De todas formas, en ambos casos el balance de pérdidas, materiales aparte, fueron bien poca cosa. Estábamos bien aleccionados de que la caja registradora debía dejarse abierta todas las noches para que no la reventaran, y con dos mil pesetas dentro como mínimo. Ya he dicho que ese era el precio del lance. De paso solían llevarse la Pentazocina Fides® y el famoso Rohipnol® que luego solían revender. Para estar camuflados en los estantes estos productos, solían dar con ellos fácilmente. Luego venía lo de denunciar el robo en la policía, seguros, etc.

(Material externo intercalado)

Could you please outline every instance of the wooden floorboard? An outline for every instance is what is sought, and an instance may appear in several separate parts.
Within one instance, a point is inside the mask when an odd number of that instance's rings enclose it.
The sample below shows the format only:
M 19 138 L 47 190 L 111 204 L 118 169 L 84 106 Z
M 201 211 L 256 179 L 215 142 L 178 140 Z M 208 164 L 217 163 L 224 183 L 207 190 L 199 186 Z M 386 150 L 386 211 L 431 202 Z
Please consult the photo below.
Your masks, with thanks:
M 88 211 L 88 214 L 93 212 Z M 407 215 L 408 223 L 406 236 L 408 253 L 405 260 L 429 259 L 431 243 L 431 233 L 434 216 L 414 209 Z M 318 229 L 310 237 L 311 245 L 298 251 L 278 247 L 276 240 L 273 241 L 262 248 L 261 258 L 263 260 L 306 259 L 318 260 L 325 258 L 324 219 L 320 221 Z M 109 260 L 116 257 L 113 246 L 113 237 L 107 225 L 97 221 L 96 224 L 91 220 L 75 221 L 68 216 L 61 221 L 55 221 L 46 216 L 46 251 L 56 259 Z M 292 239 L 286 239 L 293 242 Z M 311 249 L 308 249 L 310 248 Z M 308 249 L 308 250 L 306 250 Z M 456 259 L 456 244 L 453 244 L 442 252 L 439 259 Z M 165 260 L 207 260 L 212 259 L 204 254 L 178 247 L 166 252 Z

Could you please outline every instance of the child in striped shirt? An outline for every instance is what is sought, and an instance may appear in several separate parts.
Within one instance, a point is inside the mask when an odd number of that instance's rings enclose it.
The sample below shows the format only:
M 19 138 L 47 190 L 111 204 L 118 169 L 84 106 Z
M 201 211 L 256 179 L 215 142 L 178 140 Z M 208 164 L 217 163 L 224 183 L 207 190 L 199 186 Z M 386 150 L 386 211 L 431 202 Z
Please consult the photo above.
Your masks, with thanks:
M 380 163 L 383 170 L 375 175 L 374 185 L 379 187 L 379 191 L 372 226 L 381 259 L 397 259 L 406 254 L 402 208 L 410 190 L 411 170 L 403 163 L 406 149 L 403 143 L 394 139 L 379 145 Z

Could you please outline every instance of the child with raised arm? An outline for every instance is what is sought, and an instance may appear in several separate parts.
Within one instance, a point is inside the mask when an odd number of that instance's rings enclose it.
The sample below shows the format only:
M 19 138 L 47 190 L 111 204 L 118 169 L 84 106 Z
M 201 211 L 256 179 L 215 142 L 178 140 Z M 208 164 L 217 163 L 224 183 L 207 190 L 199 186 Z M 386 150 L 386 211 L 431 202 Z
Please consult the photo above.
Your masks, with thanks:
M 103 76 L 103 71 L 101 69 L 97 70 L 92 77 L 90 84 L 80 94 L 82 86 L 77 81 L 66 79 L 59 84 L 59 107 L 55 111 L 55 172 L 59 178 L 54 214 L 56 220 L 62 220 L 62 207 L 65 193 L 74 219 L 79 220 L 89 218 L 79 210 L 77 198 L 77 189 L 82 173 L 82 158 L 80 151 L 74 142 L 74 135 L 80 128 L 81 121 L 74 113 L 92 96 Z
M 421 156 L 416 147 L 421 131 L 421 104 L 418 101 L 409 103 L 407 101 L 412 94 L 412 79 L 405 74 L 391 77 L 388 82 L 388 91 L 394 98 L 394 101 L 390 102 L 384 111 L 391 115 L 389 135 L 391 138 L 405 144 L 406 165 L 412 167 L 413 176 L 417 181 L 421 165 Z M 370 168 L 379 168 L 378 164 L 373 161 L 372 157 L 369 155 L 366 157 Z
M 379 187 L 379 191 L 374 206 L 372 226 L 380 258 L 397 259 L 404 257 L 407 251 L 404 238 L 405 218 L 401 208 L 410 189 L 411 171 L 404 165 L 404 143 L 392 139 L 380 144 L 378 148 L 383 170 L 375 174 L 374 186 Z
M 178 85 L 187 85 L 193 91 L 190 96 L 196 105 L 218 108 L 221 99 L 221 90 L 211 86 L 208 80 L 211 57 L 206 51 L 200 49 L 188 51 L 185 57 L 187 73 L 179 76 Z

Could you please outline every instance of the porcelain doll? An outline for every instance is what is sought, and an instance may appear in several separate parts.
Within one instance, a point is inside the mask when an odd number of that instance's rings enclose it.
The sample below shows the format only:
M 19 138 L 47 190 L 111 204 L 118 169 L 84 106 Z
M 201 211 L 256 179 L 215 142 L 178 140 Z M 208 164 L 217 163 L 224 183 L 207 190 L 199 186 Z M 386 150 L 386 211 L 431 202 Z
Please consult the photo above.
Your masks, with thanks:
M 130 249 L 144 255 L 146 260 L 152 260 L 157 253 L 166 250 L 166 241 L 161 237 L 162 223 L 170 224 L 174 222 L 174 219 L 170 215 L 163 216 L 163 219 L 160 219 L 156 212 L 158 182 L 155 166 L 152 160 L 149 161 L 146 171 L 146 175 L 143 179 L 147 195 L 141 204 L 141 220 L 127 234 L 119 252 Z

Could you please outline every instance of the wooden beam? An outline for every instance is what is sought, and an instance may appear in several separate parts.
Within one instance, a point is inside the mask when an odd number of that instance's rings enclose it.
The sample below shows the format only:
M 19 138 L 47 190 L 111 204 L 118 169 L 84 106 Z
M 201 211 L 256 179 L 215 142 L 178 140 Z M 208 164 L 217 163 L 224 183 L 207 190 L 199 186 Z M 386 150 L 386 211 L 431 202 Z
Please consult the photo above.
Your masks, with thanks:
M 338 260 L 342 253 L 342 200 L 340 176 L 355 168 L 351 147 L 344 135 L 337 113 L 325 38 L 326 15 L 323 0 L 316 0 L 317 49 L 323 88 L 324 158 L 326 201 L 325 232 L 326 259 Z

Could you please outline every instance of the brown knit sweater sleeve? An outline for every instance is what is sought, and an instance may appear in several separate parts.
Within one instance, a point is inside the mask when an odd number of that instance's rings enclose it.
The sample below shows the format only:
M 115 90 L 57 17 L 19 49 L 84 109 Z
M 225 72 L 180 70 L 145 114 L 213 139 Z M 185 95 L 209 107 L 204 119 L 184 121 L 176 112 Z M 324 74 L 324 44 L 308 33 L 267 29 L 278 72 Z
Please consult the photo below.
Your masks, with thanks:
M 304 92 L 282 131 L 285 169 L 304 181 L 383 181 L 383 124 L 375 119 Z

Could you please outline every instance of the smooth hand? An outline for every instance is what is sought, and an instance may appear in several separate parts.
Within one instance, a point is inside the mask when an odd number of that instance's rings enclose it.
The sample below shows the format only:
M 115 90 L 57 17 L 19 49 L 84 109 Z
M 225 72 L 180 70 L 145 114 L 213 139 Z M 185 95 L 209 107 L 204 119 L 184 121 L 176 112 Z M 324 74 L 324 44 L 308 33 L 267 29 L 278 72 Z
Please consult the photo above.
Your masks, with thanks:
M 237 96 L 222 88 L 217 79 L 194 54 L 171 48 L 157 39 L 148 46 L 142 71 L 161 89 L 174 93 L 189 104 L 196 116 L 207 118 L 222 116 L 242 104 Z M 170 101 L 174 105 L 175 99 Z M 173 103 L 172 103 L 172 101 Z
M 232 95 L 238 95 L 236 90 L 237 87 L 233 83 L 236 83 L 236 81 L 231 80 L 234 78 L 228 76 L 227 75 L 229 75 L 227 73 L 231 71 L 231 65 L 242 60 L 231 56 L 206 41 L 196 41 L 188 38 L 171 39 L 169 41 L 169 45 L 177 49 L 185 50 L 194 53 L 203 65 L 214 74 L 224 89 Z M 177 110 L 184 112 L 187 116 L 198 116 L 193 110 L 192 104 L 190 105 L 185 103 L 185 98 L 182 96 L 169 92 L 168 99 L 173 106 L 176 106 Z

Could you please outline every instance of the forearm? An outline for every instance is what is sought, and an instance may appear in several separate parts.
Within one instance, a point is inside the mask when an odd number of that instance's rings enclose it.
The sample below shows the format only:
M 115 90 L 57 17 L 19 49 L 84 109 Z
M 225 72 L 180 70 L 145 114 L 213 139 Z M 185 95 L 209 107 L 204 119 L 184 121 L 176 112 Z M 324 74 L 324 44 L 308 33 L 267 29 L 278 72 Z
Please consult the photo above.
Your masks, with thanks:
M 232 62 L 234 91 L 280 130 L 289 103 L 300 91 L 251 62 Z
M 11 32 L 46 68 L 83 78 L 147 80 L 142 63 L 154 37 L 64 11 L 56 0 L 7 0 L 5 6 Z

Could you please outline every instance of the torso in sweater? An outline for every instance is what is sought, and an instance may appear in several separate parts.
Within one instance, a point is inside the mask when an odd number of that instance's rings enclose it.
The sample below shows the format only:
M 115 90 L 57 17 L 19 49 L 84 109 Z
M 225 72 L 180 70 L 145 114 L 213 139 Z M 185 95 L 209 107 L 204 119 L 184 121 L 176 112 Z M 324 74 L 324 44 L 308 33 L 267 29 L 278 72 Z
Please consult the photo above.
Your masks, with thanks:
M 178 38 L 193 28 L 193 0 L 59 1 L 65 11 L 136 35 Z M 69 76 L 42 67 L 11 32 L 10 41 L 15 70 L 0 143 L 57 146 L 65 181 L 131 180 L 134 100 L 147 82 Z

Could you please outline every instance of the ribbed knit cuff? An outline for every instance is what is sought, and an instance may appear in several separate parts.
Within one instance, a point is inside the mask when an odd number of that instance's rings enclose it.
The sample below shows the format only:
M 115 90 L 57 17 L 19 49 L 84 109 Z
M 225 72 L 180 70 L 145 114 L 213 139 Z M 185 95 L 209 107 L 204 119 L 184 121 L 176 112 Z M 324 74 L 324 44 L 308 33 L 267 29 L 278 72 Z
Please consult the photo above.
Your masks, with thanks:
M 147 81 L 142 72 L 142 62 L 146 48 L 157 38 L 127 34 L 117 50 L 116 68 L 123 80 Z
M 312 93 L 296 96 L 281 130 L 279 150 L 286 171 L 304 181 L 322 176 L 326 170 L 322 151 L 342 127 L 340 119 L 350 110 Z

Poco a poco los robos fueron remitiendo. En algún caso la alarma se disparó y los disuadió del intento. Cosa que no entiendo muy bien, porque hacer, hacía más bien poco ruido. Alguna vez el vecino Luis Pizá me telefoneaba de madrugada si veía algo sospechoso. Casi era peor. Salta de la cama asustado, y vete en coche ... por si ver si se nota algo raro de lejos. ¡Cualquiera se mete dentro con ellos!
Se puso entonces de moda el atraco directamente. Menos problemas y no hay que trasnochar. Se presentaba el fulano, daba el palo en un minuto y a otra cosa mariposa. Hubo de todo.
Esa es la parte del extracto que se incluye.